I militari si arrestarono, turbati, le armi ora vacillanti nelle mani tremanti.
« Muovetevi, codardi! Quei mostri meritano solo la morte!» La voce di un comandante si alzò severa da dietro le fila dei soldati, e i capelli dorati dell’uomo si illuminarono sotto il sole, mentre slanciava avanti il proprio cavallo.
Le urla eccitate lo seguirono lungo la piccola radura, e lo scontro fu inevitabile.
Le bestie erano incredibilmente più veloci degli uomini, tento che essi facevano quasi fatica a seguirle con lo sguardo, ma assai meno numerose, e dove non arrivavano le spade v’erano dardi mortali; i fiori delicati si tinsero di rosso sotto il fragore delle armi, e corpi morti si afflosciavano nel fango, le urla si alzavano alte, le carni martoriate dove erano state raggiunte dagli artigli o dalle lame affilate.

Un ragazzino osservava in disparte, gli occhi grandi per l’orrore, la divisa rifinita d’oro lacerata su una manica.

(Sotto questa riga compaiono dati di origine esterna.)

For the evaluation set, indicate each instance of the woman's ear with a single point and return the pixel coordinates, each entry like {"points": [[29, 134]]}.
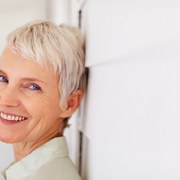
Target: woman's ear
{"points": [[73, 102]]}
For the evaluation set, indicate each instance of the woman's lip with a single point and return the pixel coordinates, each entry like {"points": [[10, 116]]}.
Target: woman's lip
{"points": [[8, 123], [12, 114]]}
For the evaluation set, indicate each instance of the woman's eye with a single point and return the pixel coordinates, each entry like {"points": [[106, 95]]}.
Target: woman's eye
{"points": [[34, 87], [3, 79]]}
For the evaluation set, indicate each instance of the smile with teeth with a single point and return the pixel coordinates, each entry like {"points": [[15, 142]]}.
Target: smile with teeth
{"points": [[12, 118]]}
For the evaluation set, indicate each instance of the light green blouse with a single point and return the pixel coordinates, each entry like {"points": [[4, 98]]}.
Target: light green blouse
{"points": [[48, 162]]}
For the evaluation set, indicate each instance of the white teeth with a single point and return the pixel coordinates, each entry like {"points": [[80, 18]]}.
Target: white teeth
{"points": [[12, 118]]}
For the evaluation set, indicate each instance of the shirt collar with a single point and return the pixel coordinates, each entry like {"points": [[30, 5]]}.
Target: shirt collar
{"points": [[55, 148]]}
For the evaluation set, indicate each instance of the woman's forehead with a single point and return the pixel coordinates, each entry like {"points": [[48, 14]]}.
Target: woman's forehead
{"points": [[12, 63]]}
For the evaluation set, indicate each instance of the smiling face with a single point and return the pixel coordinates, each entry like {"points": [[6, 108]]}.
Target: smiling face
{"points": [[29, 100]]}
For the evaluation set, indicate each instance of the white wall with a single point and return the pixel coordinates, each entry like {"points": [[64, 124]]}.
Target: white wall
{"points": [[130, 119]]}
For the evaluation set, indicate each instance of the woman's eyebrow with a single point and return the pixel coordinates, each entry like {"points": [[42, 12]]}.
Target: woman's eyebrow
{"points": [[33, 79], [27, 78]]}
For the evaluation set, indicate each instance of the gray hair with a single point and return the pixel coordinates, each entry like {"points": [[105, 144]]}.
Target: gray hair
{"points": [[62, 47]]}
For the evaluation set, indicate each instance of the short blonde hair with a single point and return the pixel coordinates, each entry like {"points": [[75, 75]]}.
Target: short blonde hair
{"points": [[49, 44]]}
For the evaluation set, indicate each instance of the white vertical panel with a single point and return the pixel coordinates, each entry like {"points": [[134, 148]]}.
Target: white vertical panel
{"points": [[131, 111]]}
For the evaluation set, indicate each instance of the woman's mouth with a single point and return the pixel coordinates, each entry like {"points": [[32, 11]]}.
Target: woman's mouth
{"points": [[11, 119]]}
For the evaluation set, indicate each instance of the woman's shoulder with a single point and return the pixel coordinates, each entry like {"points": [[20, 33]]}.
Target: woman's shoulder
{"points": [[57, 169]]}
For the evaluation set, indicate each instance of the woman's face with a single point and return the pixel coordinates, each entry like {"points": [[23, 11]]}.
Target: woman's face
{"points": [[29, 100]]}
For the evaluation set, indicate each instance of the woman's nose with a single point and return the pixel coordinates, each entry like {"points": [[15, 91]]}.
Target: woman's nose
{"points": [[9, 97]]}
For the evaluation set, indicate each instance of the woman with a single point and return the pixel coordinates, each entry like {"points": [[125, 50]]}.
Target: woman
{"points": [[42, 79]]}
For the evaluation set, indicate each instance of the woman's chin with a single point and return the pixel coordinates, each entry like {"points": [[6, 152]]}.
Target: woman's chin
{"points": [[8, 140]]}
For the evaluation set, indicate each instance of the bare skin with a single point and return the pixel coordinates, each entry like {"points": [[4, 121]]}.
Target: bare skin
{"points": [[30, 91]]}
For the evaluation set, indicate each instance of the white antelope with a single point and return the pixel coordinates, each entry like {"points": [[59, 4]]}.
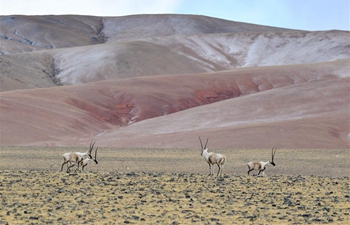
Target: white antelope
{"points": [[261, 166], [212, 158], [75, 158]]}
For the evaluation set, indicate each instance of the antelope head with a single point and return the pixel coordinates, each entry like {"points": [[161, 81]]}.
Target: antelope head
{"points": [[205, 147], [273, 152]]}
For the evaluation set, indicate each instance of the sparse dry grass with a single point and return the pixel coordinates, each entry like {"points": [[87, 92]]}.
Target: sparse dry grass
{"points": [[325, 162], [152, 186]]}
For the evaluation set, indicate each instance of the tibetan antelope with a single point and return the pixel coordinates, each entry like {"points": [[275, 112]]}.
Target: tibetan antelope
{"points": [[87, 160], [75, 158], [212, 158], [261, 166]]}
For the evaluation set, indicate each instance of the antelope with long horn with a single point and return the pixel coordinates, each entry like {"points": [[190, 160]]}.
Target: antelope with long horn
{"points": [[75, 158], [87, 160], [212, 158], [261, 166]]}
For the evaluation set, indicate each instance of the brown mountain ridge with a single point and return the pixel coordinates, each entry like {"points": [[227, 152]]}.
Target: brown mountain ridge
{"points": [[162, 80]]}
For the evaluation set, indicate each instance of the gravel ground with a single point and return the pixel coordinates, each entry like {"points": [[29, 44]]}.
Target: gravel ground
{"points": [[47, 197]]}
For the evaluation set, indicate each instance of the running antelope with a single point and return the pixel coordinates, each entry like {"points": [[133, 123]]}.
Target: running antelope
{"points": [[261, 166], [75, 158], [212, 158], [87, 160]]}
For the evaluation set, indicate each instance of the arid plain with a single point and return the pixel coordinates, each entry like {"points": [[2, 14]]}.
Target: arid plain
{"points": [[172, 186], [144, 87]]}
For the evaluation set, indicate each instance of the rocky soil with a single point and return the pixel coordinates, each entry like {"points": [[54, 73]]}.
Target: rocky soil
{"points": [[47, 197]]}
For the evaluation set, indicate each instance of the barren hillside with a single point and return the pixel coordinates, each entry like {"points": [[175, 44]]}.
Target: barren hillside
{"points": [[162, 80]]}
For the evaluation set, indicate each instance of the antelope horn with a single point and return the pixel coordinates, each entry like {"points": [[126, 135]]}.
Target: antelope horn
{"points": [[96, 154], [91, 146], [273, 153], [206, 143], [200, 142]]}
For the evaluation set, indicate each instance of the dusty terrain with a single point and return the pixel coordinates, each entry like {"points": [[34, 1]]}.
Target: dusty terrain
{"points": [[148, 186], [144, 87]]}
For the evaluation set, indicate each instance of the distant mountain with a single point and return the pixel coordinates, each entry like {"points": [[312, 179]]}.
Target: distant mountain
{"points": [[162, 80]]}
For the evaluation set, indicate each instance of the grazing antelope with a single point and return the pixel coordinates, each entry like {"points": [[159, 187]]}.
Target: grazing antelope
{"points": [[261, 166], [212, 158], [87, 160], [75, 158]]}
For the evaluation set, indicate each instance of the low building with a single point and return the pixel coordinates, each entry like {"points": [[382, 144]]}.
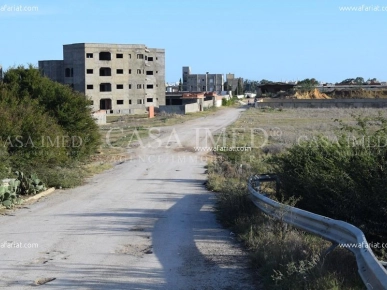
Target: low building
{"points": [[202, 82], [273, 88]]}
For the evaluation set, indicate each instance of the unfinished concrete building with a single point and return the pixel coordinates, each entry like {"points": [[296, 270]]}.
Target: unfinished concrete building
{"points": [[118, 78], [202, 82], [232, 82]]}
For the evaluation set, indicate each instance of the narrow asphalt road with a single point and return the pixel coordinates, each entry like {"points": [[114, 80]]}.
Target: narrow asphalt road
{"points": [[148, 223]]}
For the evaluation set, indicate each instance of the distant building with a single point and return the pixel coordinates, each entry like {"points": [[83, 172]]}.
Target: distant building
{"points": [[233, 82], [118, 78], [202, 82], [273, 88]]}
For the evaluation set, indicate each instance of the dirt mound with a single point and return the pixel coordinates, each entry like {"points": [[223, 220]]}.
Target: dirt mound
{"points": [[314, 94]]}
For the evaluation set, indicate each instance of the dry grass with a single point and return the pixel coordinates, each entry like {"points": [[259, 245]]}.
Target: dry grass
{"points": [[285, 258]]}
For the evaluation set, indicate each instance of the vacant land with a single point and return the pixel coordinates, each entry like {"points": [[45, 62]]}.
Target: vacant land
{"points": [[286, 258]]}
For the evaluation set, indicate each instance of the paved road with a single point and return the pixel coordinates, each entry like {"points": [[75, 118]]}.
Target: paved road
{"points": [[146, 224]]}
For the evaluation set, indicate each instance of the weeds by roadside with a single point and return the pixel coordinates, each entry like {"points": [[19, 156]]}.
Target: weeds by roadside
{"points": [[283, 257]]}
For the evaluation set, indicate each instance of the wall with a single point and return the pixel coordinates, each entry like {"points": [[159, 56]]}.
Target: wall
{"points": [[192, 108], [208, 104], [175, 109], [337, 103], [100, 117]]}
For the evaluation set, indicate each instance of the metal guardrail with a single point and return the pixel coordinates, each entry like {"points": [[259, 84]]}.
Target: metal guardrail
{"points": [[372, 272]]}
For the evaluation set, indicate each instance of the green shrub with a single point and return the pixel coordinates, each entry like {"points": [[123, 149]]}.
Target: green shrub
{"points": [[69, 109], [344, 179]]}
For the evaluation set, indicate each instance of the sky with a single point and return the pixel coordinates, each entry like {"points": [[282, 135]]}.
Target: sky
{"points": [[253, 39]]}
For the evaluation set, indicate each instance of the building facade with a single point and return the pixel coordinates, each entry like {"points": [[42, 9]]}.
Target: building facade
{"points": [[202, 82], [232, 82], [118, 78]]}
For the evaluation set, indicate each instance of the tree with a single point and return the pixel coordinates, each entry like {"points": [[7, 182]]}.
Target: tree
{"points": [[239, 88], [307, 84], [250, 85], [227, 87]]}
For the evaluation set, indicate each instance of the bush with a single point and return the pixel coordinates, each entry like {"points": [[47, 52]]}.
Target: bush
{"points": [[68, 108], [44, 126], [344, 179]]}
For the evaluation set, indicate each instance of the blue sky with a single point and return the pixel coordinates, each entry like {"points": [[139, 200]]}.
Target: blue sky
{"points": [[274, 40]]}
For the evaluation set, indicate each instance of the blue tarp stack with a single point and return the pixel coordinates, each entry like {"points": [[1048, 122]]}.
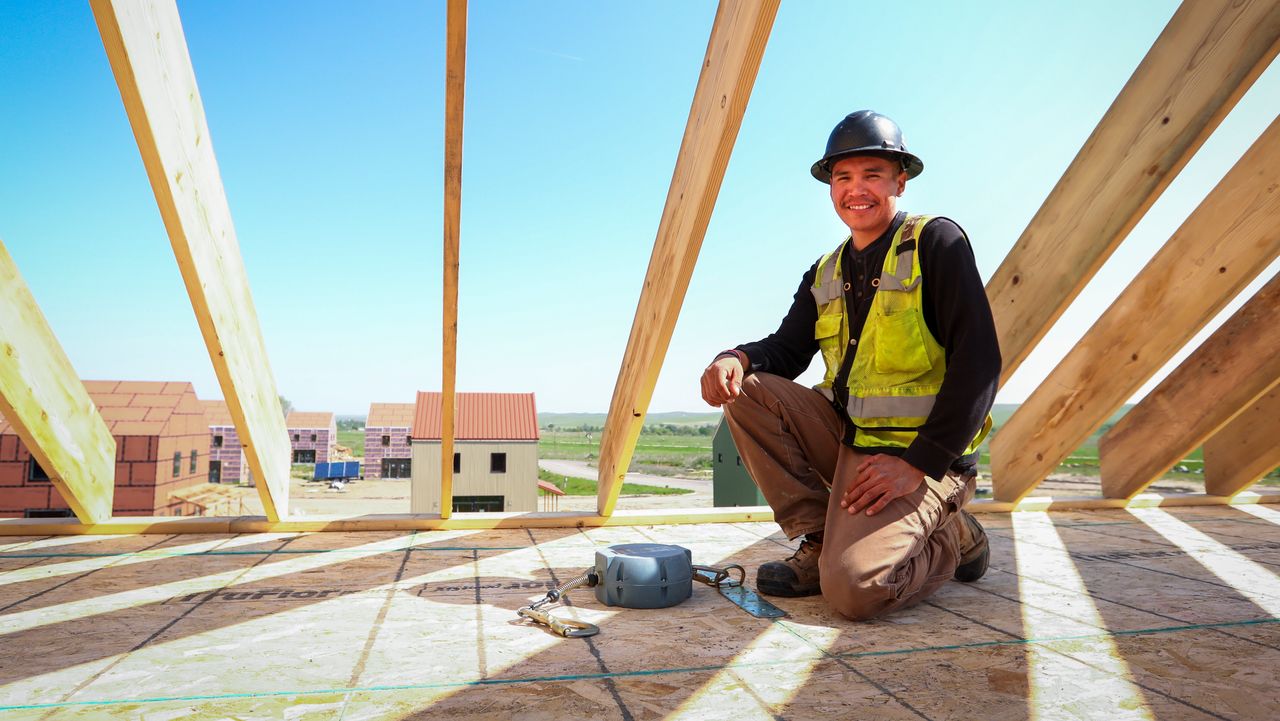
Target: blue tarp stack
{"points": [[337, 470]]}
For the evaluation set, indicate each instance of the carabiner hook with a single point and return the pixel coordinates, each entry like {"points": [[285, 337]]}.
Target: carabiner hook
{"points": [[566, 628], [720, 578]]}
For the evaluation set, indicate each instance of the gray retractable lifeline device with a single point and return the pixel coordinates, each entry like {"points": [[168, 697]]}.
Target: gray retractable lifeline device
{"points": [[647, 575]]}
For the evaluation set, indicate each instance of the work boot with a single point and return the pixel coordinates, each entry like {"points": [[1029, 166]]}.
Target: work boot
{"points": [[974, 550], [792, 578]]}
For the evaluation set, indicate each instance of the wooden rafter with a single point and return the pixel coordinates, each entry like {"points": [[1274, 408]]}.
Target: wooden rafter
{"points": [[1244, 450], [732, 59], [1207, 55], [48, 405], [1237, 365], [1226, 241], [149, 55], [455, 85]]}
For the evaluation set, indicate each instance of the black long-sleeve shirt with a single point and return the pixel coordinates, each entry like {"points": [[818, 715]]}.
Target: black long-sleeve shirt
{"points": [[955, 311]]}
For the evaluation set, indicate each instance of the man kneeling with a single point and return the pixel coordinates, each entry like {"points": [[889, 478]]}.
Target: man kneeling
{"points": [[873, 466]]}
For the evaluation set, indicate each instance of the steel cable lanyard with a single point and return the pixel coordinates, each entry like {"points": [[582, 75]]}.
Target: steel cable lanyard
{"points": [[647, 575]]}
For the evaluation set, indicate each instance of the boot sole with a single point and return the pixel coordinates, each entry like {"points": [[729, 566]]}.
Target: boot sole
{"points": [[771, 584]]}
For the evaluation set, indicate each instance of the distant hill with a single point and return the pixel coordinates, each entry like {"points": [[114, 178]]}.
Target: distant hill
{"points": [[675, 418], [1000, 414]]}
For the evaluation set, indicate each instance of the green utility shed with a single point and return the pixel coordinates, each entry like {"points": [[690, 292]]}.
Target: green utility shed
{"points": [[731, 484]]}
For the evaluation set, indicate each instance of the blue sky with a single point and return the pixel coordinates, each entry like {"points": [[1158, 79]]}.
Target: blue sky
{"points": [[328, 124]]}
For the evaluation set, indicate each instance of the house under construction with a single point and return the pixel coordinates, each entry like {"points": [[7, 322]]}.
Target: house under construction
{"points": [[1132, 605]]}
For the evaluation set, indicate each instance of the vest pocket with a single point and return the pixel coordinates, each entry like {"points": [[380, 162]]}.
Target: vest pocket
{"points": [[827, 325], [900, 346]]}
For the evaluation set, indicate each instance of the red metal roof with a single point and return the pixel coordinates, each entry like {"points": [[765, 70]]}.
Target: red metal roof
{"points": [[387, 415], [479, 416], [135, 407]]}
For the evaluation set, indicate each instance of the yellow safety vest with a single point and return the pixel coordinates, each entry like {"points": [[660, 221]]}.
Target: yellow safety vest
{"points": [[897, 365]]}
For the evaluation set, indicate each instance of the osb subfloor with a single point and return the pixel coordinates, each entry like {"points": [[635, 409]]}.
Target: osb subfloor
{"points": [[1143, 614]]}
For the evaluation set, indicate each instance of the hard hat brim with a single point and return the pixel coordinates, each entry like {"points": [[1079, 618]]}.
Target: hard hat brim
{"points": [[913, 165]]}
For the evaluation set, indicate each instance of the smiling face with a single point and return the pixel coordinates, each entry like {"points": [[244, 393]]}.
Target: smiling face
{"points": [[864, 190]]}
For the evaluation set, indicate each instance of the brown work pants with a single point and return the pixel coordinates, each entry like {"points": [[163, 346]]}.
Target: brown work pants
{"points": [[790, 439]]}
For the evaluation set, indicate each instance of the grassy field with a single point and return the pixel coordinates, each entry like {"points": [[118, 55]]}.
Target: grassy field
{"points": [[658, 455], [584, 487], [691, 455]]}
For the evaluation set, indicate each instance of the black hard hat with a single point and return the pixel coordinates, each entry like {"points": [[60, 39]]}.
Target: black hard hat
{"points": [[865, 132]]}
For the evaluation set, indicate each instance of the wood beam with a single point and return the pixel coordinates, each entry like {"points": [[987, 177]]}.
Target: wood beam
{"points": [[1237, 365], [1206, 58], [149, 55], [1221, 246], [455, 85], [725, 83], [48, 405], [1244, 450]]}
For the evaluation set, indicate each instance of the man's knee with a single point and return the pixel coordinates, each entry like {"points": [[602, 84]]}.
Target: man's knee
{"points": [[853, 584], [749, 400]]}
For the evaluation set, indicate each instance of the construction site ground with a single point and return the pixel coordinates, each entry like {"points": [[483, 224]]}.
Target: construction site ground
{"points": [[1142, 614]]}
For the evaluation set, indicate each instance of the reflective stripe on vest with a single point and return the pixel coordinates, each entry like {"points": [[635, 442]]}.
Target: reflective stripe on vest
{"points": [[885, 405]]}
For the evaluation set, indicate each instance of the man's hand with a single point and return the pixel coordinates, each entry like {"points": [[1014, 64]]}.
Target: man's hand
{"points": [[881, 479], [722, 380]]}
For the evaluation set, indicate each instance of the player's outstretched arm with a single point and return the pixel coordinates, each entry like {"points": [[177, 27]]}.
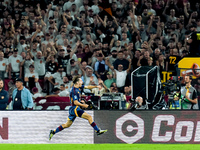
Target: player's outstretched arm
{"points": [[91, 86], [77, 103]]}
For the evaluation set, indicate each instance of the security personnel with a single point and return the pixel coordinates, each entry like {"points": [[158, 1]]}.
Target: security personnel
{"points": [[3, 96], [189, 93], [21, 97]]}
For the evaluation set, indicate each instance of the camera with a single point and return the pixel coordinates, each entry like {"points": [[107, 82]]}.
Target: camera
{"points": [[90, 104], [134, 105]]}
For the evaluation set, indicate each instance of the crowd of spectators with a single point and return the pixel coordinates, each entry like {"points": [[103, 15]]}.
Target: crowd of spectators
{"points": [[53, 41]]}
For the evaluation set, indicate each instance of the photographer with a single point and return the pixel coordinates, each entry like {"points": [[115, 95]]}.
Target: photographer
{"points": [[138, 103], [189, 95], [176, 102]]}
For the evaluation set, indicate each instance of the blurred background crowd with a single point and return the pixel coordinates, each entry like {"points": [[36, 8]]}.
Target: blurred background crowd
{"points": [[47, 42]]}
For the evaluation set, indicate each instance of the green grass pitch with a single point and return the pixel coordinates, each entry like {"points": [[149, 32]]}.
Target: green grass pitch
{"points": [[99, 146]]}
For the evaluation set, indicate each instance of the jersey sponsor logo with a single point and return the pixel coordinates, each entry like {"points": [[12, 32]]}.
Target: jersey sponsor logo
{"points": [[198, 36], [172, 60]]}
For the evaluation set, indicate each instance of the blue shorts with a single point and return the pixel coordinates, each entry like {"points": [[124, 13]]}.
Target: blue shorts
{"points": [[75, 111]]}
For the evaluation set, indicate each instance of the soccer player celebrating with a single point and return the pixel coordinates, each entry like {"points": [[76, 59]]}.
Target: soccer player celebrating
{"points": [[75, 110]]}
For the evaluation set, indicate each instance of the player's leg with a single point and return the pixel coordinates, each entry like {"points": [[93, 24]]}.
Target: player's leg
{"points": [[92, 123], [69, 122]]}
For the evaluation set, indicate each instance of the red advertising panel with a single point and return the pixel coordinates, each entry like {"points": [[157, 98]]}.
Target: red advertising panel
{"points": [[149, 126]]}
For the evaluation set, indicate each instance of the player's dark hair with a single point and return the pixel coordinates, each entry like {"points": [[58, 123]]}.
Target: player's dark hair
{"points": [[190, 77], [75, 79], [62, 85]]}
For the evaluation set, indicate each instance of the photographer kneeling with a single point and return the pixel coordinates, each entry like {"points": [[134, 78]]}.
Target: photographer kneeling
{"points": [[138, 103]]}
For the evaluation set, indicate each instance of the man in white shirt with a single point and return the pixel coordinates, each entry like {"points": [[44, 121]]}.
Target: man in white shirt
{"points": [[40, 62], [120, 75], [31, 78], [15, 69], [58, 77], [3, 66]]}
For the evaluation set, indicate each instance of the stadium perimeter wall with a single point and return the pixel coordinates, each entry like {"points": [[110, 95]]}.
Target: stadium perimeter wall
{"points": [[123, 127]]}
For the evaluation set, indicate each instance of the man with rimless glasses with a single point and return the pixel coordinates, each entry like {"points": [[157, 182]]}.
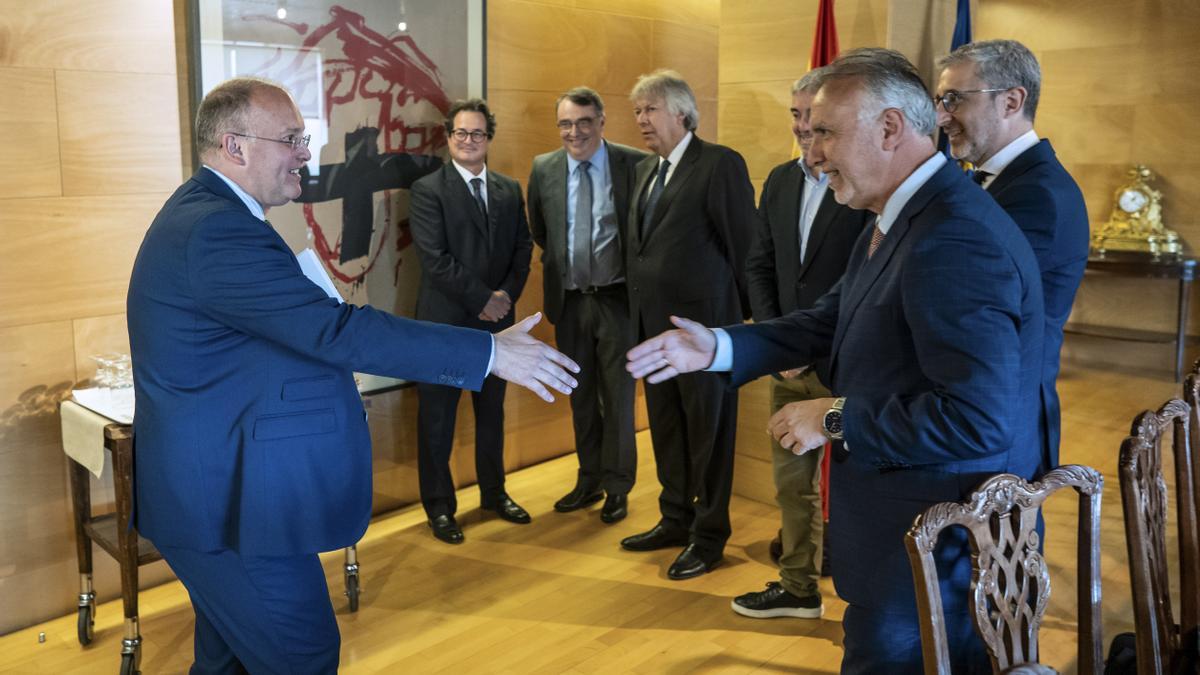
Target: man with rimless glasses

Si accasciò dietro un albero per vomitare anche l’anima quando vide la testa di una di quelle fiere volare sopra la testa dei combattenti, per rotolare ai suoi piedi avvolta in piccole scintille di luce, prima di tornare ad essere il volto sofferente di una giovane donna bionda.

Un grido acuto, una via di mezzo tra un ruggito e un rantolio si innalzò sopra le macerie:
« Fuggi, Rion, FUGGI!!!» Poi calò il silenzio stupefatto degli uomini superstiti in mezzo alla morte, il sole ora illuminava la carneficina avvenuta, i corpi straziati; l’odore di morte, sangue, sudore si mescolò al fumo che non aveva ancora smesso di fuoriuscire dal camino. Soltanto il comandante folle che aveva ordinato la carneficina si stagliava dritto sulle macerie, i lineamenti delicati distorti da un ghigno, mentre attorno a lui i sopravvissuti barcollavano.

Dense nuvole si addensarono rapidamente, e la pioggia prese a cadere rapida, portata dal vento, inutile pianto per un orrore che non era possibili cancellare.